U.S. Shale Surge Threatens OPEC Strategy
OPEC’s Nov. 30 output agreement to cut production by 1.2 MMbpd may have put a floor under the oil price, but has also awakened U.S. shale. Exploration and production companies have added 77 rigs this year to Feb. 24, according to the latest figures from Baker Hughes, while U.S shale production is forecast to reach about 4.87 MMbpd in March, according to the Energy Information Administration’s latest Drilling Productivity Report.

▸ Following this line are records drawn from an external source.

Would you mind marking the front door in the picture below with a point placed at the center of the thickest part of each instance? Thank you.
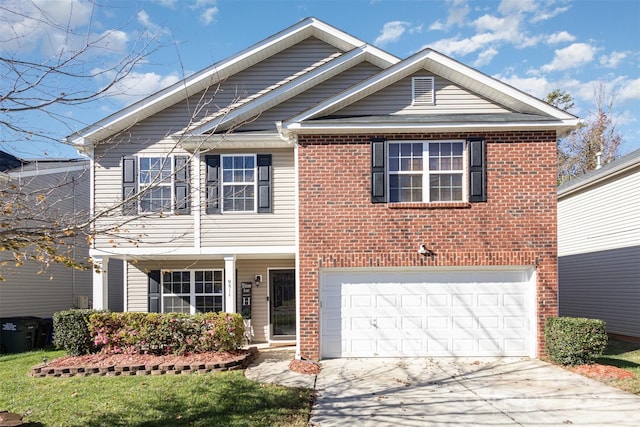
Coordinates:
(283, 302)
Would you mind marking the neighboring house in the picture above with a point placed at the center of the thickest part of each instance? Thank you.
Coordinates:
(362, 204)
(27, 290)
(599, 246)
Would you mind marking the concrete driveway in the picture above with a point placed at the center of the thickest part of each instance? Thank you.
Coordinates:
(465, 392)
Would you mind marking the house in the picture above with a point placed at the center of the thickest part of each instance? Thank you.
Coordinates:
(353, 202)
(599, 246)
(27, 290)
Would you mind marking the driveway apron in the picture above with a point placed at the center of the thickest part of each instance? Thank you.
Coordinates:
(465, 392)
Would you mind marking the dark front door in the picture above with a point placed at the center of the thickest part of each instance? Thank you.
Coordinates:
(283, 302)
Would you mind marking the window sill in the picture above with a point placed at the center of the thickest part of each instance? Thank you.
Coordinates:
(437, 205)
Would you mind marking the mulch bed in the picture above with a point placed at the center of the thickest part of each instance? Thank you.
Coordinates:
(144, 364)
(602, 372)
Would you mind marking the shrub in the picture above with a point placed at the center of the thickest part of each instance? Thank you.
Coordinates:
(71, 332)
(170, 333)
(574, 341)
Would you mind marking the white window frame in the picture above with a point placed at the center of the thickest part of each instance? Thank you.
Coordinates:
(427, 173)
(165, 162)
(224, 183)
(192, 295)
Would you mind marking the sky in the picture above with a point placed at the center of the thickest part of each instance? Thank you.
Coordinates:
(534, 45)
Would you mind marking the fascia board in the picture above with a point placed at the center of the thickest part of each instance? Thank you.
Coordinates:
(211, 75)
(327, 128)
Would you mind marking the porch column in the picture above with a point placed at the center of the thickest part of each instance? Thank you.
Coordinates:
(230, 283)
(100, 284)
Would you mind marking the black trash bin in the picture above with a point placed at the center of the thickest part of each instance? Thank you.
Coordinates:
(18, 334)
(44, 333)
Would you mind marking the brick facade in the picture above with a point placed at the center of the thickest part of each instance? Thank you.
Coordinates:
(340, 227)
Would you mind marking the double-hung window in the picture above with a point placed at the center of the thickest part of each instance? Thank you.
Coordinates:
(238, 183)
(193, 291)
(426, 171)
(155, 184)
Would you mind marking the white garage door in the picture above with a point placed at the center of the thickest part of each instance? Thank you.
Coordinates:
(427, 313)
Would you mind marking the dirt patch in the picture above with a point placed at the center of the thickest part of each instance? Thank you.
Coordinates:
(304, 367)
(602, 372)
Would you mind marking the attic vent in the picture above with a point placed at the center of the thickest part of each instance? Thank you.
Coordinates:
(423, 91)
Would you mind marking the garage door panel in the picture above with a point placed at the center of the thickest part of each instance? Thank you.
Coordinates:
(416, 314)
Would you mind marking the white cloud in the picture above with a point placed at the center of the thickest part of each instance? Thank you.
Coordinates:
(613, 60)
(544, 15)
(561, 37)
(507, 7)
(138, 85)
(573, 56)
(391, 32)
(485, 57)
(209, 15)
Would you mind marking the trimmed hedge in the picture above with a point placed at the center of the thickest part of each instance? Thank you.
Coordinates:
(575, 341)
(71, 332)
(165, 333)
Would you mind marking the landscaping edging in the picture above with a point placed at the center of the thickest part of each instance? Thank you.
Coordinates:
(240, 362)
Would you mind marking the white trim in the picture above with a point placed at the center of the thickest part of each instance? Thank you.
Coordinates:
(196, 197)
(81, 165)
(157, 252)
(298, 355)
(310, 128)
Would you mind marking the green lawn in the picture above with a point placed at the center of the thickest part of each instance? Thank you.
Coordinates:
(624, 355)
(216, 399)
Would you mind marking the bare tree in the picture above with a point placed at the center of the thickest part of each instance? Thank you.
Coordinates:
(594, 143)
(52, 59)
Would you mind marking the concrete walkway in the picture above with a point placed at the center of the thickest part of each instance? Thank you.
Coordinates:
(451, 391)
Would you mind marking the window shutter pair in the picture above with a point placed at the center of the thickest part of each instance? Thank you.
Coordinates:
(263, 180)
(181, 190)
(477, 170)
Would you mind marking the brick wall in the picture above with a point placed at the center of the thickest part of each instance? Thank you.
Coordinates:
(340, 227)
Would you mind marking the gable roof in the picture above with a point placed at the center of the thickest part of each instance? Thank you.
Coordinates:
(529, 112)
(610, 170)
(309, 27)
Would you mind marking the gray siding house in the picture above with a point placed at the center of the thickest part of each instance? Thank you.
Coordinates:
(599, 246)
(26, 290)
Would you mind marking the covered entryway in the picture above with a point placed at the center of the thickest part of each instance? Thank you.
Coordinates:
(399, 313)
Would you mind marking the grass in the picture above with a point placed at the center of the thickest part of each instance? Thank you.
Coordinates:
(226, 398)
(625, 355)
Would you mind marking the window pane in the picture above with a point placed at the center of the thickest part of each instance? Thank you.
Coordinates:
(405, 188)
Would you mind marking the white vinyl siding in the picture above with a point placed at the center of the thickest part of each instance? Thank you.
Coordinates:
(587, 222)
(397, 99)
(27, 291)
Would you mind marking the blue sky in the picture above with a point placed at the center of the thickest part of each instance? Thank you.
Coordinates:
(534, 45)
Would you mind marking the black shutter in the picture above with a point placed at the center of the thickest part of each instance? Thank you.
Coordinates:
(181, 188)
(264, 183)
(378, 171)
(477, 170)
(154, 291)
(213, 183)
(129, 185)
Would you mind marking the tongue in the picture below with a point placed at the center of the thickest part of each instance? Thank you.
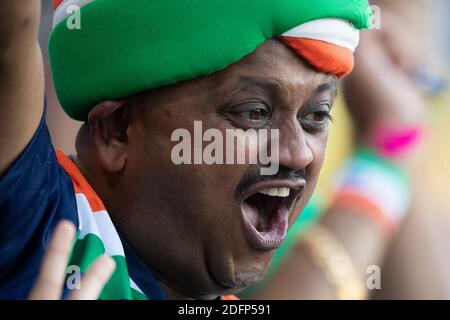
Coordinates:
(251, 214)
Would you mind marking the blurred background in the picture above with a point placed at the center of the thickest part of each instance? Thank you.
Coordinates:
(430, 220)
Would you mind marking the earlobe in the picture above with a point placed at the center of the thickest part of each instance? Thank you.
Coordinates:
(108, 122)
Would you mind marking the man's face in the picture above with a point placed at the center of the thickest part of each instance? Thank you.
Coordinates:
(207, 229)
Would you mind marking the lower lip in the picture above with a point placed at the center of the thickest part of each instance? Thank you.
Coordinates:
(270, 239)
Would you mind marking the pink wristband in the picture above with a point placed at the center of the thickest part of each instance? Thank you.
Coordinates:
(394, 143)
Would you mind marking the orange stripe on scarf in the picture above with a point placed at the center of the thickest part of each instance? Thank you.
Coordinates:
(325, 57)
(80, 184)
(366, 207)
(56, 3)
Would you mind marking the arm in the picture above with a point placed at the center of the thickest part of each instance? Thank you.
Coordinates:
(21, 77)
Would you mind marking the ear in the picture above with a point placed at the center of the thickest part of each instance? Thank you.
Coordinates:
(109, 121)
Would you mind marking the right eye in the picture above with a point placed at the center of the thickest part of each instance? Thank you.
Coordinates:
(252, 114)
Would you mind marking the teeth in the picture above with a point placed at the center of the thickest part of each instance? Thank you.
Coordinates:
(276, 192)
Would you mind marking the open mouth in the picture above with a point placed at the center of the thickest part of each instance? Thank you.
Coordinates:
(266, 213)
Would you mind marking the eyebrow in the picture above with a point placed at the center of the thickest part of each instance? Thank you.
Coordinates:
(274, 88)
(330, 85)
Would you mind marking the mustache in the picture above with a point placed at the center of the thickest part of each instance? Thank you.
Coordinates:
(253, 175)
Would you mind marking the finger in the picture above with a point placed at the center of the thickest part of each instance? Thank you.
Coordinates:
(51, 277)
(95, 279)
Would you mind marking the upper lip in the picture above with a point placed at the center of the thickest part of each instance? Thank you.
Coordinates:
(296, 186)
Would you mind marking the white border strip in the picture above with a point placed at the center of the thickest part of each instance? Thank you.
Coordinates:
(335, 31)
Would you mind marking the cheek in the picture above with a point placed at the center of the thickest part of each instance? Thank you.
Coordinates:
(317, 144)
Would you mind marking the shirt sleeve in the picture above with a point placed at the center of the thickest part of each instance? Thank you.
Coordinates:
(35, 193)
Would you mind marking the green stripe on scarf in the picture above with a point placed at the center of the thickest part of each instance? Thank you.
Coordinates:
(129, 46)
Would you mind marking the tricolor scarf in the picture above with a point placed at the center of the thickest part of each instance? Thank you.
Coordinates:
(97, 236)
(125, 47)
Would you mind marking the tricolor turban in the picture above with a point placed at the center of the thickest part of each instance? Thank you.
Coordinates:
(128, 46)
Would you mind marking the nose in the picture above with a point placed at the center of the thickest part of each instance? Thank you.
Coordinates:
(295, 153)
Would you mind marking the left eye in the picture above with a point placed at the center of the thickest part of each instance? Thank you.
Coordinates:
(255, 114)
(316, 120)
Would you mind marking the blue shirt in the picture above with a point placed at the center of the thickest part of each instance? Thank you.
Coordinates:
(35, 194)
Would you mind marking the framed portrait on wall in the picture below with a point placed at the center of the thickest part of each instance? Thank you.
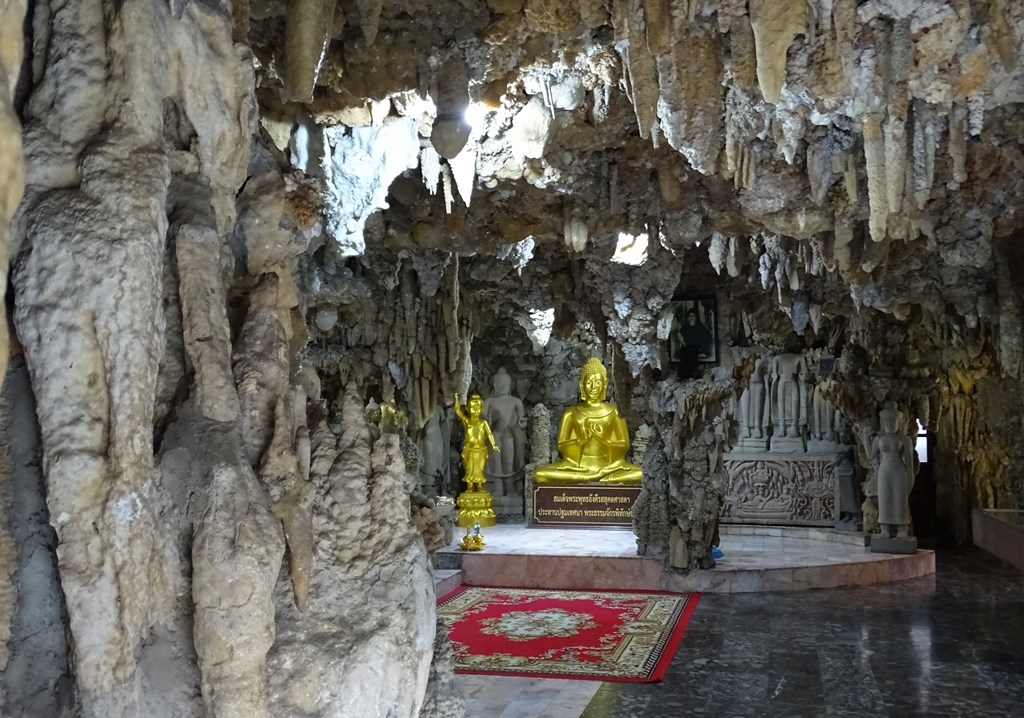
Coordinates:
(693, 334)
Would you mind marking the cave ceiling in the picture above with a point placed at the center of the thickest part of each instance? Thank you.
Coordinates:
(867, 152)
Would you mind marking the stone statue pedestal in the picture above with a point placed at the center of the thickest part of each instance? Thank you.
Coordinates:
(786, 445)
(750, 445)
(888, 544)
(508, 497)
(476, 507)
(821, 446)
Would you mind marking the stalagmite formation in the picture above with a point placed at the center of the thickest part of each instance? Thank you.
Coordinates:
(775, 25)
(307, 31)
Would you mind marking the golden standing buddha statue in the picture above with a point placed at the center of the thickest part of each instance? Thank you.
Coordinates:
(475, 504)
(593, 438)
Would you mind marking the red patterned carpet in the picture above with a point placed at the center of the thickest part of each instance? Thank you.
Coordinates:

That’s the highest since May 2016. Estimates of just how much shale will be added over this year range from as high as 900,000 bpd by Macquarie and Rystad Energy to a more modest 400,000 bpd by JP Morgan Asset Management.
E&Ps are also gaining access to capital in 2017. “The combination of a collapse in the cost of borrowing and increased hedging opportunities following the latest price rally has put U.S. shale oil producers back in business,” Ole Hansen, chief commodity strategist at Saxo Bank, said in an email to Bloomberg Briefs on Feb.15. “Instead of cutting cost to meet the punitive borrowing cost witnessed a year ago they can now look ahead and begin making plans to expand production.”
Booming shale isn’t the only problem for OPEC. Crude stockpiles hit 518.6 MMbbl in the week ended Feb. 17, according to the EIA. This is the highest level since the EIA began compiling weekly data in 1982.
U.S. crude production isn’t slowing down either. Since September, output has been rising at an average rate of 93,000 bpd, according to Bloomberg Oil Strategist Julian Lee, and is now back above 9 MMbpd.
Still, all is not lost. OPEC’s Nov. 30 deal to cut production by 1.2 MMbpd — led by Saudi Arabia — at present appears to be holding. January production figures from the organization, shows about 90% compliance with agreed production levels.
The question on everyone’s lips now is: Will OPEC extend the cuts after six months?